Protecting Kokanee salmon

Vancouver – Cumulative impacts of population growth and land use practices may be leading to the “invisible collapse” of Canada’s freshwater fisheries.

A new research project funded in part by Genome BC (called Genomic solutions for informing sockeye repatriation and kokanee fisheries management) will offer insight into how freshwater fisheries can be better informed and subsequently managed.

“Applying genomics to migratory sockeye and native kokanee salmon will allow us to better monitor stock health in the face of active management, including population supplementation with hatchery fish,” says project leader Dr. Michael Russello, an associate professor in UBC Okanagan’s Department of Biology.

Freshwater fisheries are an integral part of BC’s social and economic fabric. Direct, indirect and induced impacts of sport fishing totals more than $950 million. Kokanee, a freshwater form of sockeye salmon, supports very popular recreational fisheries in lakes across BC’s Okanagan region and the Pacific Northwest and is also a traditional food source for First Nations.

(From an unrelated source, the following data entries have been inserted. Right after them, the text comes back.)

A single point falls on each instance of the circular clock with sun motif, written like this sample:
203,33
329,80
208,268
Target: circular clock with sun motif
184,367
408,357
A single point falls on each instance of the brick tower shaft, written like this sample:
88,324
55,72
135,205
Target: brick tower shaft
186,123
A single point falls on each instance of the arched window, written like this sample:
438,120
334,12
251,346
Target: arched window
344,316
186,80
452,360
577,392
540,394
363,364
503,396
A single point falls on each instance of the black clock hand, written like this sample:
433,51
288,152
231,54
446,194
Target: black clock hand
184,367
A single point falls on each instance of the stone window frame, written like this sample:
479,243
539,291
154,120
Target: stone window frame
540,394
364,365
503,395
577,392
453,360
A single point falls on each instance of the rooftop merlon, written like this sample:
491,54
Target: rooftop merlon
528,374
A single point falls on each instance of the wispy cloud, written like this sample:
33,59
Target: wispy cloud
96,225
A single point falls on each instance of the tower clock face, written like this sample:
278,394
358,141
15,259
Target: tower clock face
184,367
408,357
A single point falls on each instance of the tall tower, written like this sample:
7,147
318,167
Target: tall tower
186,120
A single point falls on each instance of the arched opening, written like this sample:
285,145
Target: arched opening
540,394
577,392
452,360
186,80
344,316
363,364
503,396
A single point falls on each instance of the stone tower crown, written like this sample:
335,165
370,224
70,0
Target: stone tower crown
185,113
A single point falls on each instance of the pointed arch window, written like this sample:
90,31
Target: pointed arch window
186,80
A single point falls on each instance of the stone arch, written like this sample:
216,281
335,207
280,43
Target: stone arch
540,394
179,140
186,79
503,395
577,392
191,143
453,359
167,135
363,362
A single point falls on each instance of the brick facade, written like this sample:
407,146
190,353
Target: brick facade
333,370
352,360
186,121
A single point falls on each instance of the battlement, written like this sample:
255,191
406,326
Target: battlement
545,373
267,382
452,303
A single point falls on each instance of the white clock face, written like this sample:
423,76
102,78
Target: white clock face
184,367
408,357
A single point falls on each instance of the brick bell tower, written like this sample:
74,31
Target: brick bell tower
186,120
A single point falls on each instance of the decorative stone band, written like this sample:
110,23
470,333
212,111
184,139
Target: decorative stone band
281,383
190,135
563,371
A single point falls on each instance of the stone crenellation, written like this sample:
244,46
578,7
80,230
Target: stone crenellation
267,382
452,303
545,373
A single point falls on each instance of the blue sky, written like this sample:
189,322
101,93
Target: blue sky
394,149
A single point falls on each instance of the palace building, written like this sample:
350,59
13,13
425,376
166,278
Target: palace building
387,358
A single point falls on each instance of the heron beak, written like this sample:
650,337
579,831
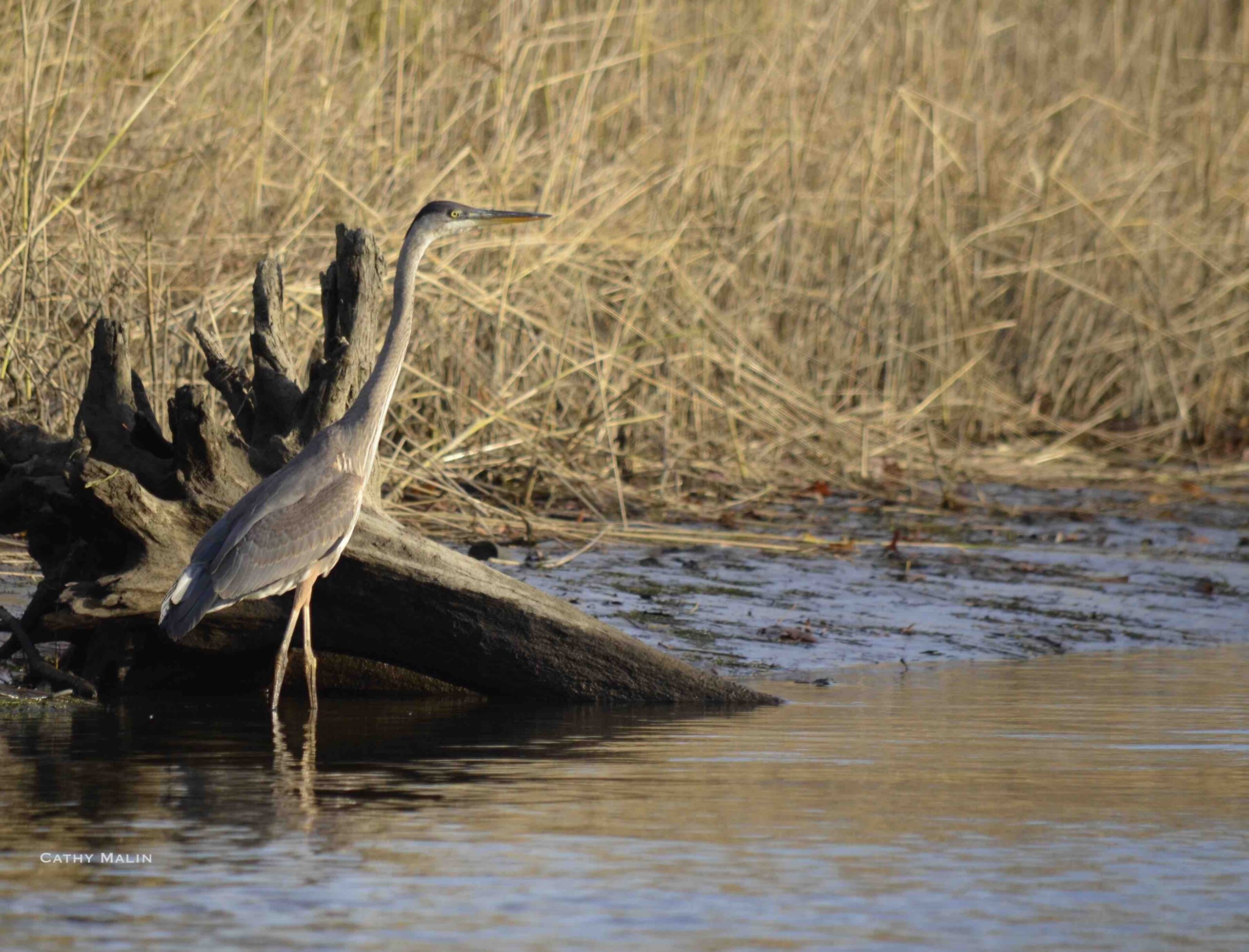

Over 500,000 kokanee salmon were caught last year.

“In addition to stock delineation and prioritization of stocks for conservation, the project should contribute new knowledge for enhancing the effectiveness of hatchery programs,” says Russello.

This project includes end-user partners and stakeholders in freshwater fisheries including the Okanagan Nation Alliance (ONA), the BC Ministry of Forests, Land and Natural Resource Operations (MFLNRO) and BC Hydro. Project findings could guide the development of best practices management and policy for the environment and fisheries at the MFLNRO, regulations that would be of interest to ONA and BC Hydro.

“The Okanagan Nation Alliance remains committed to conserve, protect, enhance and restore indigenous fish and aquatic resources for today and tomorrow,” says Richard Bussanich, a Registered Professional Biologist with the ONA. “Genome BC and our collaborative team will allow for learning outcomes to assess sockeye-kokanee genetic interactions with substances such as fenugreek testosterone. Until today this was unfathomed but a good example of how modern science will complement our legacy program of salmon reintroduction to the region — this truly is a good news story.”